Na Avenida Central de Braga o movimento é grande. É final da tarde de sábado e famílias inteiras dividem-se entre o interior dos cafés, as castanhas assadas na rua, as igrejas circundantes e as compras de Natal. A livraria Centésima Página também está repleta, mas é na porta ao lado, num espaço pertencente também à livraria, que a maior aglomeração de pessoas por metro quadrado se faz sentir.

Entra-se numa sala escura, vislumbram-se vultos, e ouve-se ao de leve uma música hipnótica. Está toda a gente sentada no chão a ouvir Janek Schaefer, artista sonoro e compositor britânico que é arquitecto de formação. E isso sente-se na sua aproximação à matéria sonora. A sua música pode ser usada em galerias de arte, estações de comboio ou salas escuras como aquela. Camadas de som que se sobrepõem sedosamente a outras camadas de som, de forma quase imperceptível, mas alojando-se na nossa memória.

De vez em quando existe um efeito de reconhecimento – ouve-se uma voz ao longe ou barulhos da cidade – e logo voltam as modulações sonoras que se repetem incessantemente. A sua música é percepcionada de forma diferente consoante o espaço. Constitui uma reposta ao contexto. A mesma lógica preside à instalação Love Story, da sua autoria, situada no Theatro Circo, integrada no ambiente do lugar, apropriando-se de aspectos dele, para contar uma história.

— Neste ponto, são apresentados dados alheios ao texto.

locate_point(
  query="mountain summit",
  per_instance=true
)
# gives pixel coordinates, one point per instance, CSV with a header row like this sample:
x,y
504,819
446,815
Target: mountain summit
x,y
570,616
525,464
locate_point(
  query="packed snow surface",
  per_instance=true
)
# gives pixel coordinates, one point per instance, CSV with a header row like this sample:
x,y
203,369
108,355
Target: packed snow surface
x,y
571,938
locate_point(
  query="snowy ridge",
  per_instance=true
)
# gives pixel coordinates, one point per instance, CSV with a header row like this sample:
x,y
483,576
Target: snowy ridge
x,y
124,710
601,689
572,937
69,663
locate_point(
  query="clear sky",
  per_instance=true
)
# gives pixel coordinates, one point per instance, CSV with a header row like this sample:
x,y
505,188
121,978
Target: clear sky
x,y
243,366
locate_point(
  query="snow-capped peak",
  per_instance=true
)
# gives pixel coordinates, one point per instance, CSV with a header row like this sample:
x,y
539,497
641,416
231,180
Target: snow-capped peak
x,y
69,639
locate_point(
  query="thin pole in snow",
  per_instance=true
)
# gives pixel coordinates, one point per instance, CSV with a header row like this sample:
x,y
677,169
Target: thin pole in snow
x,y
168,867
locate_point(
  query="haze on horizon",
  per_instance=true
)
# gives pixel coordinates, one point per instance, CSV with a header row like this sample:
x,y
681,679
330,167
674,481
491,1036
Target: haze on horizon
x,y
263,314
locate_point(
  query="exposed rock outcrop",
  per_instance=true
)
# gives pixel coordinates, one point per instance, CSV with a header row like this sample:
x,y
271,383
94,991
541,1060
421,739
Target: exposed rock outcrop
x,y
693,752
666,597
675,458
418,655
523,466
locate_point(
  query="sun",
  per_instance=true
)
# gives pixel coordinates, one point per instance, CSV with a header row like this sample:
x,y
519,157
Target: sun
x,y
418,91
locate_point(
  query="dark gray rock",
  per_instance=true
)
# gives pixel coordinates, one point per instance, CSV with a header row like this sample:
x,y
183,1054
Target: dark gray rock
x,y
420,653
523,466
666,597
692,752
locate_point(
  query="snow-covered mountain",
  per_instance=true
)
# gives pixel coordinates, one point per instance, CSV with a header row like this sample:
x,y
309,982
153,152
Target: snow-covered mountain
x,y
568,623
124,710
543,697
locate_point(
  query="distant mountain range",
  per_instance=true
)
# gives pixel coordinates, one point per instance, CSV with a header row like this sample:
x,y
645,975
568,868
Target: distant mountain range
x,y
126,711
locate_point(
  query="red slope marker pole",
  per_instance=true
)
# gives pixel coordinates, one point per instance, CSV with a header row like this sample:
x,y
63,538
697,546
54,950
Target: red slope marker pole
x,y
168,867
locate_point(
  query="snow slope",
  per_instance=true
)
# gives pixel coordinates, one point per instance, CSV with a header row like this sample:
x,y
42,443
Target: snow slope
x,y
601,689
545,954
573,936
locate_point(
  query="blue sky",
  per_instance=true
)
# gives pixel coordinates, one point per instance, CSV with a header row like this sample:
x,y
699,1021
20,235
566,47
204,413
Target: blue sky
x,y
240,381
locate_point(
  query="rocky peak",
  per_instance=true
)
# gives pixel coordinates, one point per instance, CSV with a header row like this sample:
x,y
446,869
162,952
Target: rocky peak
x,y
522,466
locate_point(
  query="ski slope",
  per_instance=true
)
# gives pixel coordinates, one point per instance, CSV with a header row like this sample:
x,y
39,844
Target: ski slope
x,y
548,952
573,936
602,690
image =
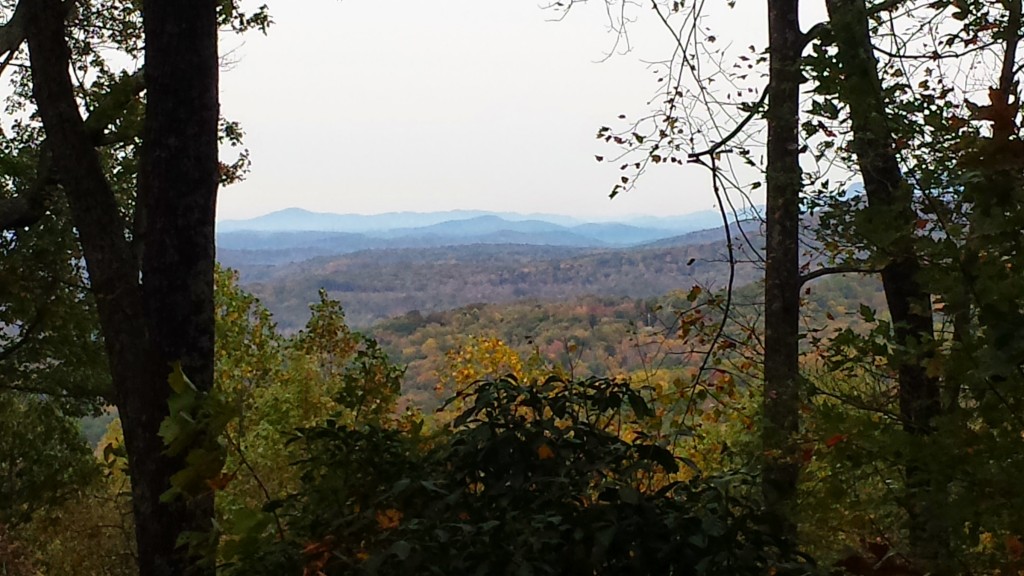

O Semibreve é um festival de música. Mas convida o ouvinte a percepcionar a música de forma diversa. A pôr-se em causa. A relacionar-se com a experiência sonora de forma não passiva e interpeladora. Para um assíduo em eventos do género não é novidade. Mas um espectador mais convencional tem de encontrar dentro de si disponibilidade para assimilar algumas propostas. Só dessa forma poderá entrar no universo do projecto inglês The Haxan Cloak de Bobby Krlic. Foi ele que abriu a sessão na noite de sábado.

Em palco apenas um sabotador electrónico, envolvido na quase penumbra. Em teoria, ali, só, exposto em palco, dir-se-ia que não seria fácil fazer estremecer as fundações do monumental Theatro Circo, mas foi mesmo isso que aconteceu. Ouvir a música de The Haxan Cloak é sentirmo-nos dentro de uma gruta escura, apalpar as paredes húmidas, sem um rasgo de humanidade, calor, luz.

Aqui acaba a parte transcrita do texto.